A carbon-ceramic brake is developed in three main stages to match a car´s particular layout: numerical modeling, the construction and testing of prototypes, and testing on an actual car. The brake disk is first simulated numerically on the computer, using the car´s particular model data. The carbon-ceramic brake disk´s diameter, its thickness and the height of the friction path are only some of the parameters calculated on the computer. Calculations for assembled carbon-ceramic brake disks include the design of the bell connection. This is a highly demanding design task because of differences in coefficients of thermal expansion need to be compensated for at any operating temperature possible. The numerical model also provides the design of the cooling vanes configured to optimise fluid dynamics.
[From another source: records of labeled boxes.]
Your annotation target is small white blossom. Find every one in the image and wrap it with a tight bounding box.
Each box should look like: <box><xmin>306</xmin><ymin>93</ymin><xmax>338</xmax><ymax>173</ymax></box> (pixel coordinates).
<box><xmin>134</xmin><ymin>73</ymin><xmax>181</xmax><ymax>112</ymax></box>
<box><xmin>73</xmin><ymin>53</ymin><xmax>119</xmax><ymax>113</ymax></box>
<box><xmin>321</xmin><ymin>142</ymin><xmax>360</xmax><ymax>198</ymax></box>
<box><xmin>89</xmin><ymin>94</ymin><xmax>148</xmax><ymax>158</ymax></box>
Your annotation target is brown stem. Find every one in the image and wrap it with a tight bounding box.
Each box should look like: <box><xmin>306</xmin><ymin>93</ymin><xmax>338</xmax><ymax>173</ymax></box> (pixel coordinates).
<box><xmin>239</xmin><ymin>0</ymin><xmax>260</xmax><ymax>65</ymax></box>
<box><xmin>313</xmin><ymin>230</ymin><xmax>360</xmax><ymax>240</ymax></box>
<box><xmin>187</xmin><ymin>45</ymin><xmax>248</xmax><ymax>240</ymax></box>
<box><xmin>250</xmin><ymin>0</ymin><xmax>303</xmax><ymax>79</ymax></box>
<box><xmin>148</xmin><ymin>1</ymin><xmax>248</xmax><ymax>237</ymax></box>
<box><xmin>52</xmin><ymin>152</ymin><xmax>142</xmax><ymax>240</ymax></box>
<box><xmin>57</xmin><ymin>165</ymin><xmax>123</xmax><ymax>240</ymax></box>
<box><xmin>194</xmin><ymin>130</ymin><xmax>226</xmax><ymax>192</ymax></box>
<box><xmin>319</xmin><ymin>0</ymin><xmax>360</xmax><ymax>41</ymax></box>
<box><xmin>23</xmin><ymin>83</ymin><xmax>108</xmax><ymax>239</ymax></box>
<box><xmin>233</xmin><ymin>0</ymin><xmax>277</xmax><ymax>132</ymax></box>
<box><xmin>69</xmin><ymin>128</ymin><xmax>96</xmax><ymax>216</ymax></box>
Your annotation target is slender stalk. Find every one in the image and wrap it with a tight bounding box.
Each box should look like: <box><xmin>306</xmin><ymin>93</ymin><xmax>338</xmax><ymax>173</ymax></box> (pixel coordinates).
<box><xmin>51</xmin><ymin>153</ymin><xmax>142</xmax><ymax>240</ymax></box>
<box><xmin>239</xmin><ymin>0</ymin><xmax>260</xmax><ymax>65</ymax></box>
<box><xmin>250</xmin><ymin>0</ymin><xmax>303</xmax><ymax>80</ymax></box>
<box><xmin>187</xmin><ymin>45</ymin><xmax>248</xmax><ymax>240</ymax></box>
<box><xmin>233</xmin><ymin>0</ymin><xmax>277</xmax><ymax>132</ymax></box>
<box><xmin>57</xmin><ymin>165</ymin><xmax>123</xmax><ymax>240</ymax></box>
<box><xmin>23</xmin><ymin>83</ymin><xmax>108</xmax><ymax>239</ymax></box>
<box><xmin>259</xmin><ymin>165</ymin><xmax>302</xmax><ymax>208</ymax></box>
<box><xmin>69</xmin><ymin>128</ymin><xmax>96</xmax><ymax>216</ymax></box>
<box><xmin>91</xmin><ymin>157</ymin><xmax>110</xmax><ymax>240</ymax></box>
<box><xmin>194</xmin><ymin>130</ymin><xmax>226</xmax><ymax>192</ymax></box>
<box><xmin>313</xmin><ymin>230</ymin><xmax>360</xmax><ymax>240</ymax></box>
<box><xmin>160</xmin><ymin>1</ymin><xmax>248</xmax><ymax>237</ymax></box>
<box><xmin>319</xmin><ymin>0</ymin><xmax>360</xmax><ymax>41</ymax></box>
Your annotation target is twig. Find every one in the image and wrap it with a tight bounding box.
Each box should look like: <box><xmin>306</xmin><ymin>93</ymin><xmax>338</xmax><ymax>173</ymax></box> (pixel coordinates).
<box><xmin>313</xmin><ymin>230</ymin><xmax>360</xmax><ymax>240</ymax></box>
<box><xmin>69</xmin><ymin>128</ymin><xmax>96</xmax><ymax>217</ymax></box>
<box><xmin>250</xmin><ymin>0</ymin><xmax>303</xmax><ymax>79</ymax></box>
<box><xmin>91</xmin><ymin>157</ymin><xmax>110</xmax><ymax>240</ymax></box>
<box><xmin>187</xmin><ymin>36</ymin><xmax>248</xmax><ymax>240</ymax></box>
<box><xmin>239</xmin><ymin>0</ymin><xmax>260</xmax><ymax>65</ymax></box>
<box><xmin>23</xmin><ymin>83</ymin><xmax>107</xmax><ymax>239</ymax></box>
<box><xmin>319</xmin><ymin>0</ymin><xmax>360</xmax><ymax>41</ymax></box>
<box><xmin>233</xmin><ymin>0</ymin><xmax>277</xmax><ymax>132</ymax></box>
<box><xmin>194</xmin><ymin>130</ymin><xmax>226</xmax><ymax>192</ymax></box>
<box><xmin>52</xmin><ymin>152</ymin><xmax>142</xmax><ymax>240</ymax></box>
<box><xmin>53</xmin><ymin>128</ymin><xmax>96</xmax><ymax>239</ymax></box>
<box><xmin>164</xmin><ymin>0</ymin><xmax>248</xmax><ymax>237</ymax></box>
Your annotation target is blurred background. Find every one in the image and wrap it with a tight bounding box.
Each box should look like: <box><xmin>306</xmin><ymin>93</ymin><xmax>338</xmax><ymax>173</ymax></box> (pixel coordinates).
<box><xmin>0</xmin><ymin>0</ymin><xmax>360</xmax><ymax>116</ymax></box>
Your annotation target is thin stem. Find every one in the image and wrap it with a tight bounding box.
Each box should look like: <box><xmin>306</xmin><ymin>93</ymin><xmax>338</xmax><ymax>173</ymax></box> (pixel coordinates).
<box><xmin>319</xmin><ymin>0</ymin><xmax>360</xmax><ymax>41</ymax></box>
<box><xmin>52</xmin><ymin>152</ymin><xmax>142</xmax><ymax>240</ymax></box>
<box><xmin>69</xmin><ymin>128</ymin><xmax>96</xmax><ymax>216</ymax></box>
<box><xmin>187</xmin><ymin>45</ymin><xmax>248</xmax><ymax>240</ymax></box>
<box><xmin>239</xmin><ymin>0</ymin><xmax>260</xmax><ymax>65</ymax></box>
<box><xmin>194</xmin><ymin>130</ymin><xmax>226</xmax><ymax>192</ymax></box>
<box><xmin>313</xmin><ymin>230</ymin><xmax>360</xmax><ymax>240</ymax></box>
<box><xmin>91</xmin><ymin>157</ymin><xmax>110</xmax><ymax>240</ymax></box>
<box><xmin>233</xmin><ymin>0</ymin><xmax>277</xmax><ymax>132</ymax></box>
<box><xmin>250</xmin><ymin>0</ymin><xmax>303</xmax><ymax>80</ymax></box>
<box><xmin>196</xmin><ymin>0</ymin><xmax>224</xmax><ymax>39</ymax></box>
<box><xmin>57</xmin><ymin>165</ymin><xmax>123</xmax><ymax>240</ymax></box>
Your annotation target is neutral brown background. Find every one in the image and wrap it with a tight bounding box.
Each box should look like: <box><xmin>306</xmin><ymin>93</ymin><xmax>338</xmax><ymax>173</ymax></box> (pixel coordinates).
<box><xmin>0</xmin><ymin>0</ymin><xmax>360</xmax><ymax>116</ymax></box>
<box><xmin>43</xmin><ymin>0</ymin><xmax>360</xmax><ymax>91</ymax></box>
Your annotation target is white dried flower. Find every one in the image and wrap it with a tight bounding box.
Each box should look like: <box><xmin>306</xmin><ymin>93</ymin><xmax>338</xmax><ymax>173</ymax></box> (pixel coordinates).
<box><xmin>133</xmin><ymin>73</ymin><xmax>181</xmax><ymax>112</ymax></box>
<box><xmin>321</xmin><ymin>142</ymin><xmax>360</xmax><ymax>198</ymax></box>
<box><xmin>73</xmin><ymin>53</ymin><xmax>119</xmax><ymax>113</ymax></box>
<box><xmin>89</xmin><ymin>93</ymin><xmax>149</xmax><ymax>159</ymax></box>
In the second development stage, prototypes (test specimens) of the carbon-ceramic brake disks are constructed on the basis of numerical model results and bench-tested, together with the matching brake pads and calipers. In the third and final stage, the disk prototypes are tested on the car. They complete not only high-speed runs on a test circuit but also mountain pass descents and road tests. On these test runs, the driver evaluate brake behavior, in particular braking performance and braking comfort, and the computer provides a detailed analysis of measured results. Together with the bench test results, the car test runs determine whether a disk prototype can be approved or not.
Quality Assurance and Testing
The braking system is the most important safety system in any car. Carbon-ceramic brake disks therefore need to be manufactured to consistently high quality standards. This is why we have introduced a comprehensive Quality Management System conforming to VDA 6.1 and ISO 9001:2000. The system describes all production and operating processes and also ensures the consistent monitoring and documentation of product quality – from the raw material used to the finished product. The Manufacturing Execution System and a Computer-Aided Quality System are used to implement it. We record all production data and test results for each individual carbon-ceramic brake disk. This allows each disk to be identified both during production and also later when the disk has been mounted on the car. All operations concerned are documented in an Enterprise Resource Planning System and a CAQ System, together with all tests and inspections, the staff and equipment involved, and the results of the tests. Each carbon-ceramic brake disk thus generates around 600 data items during its complete production run.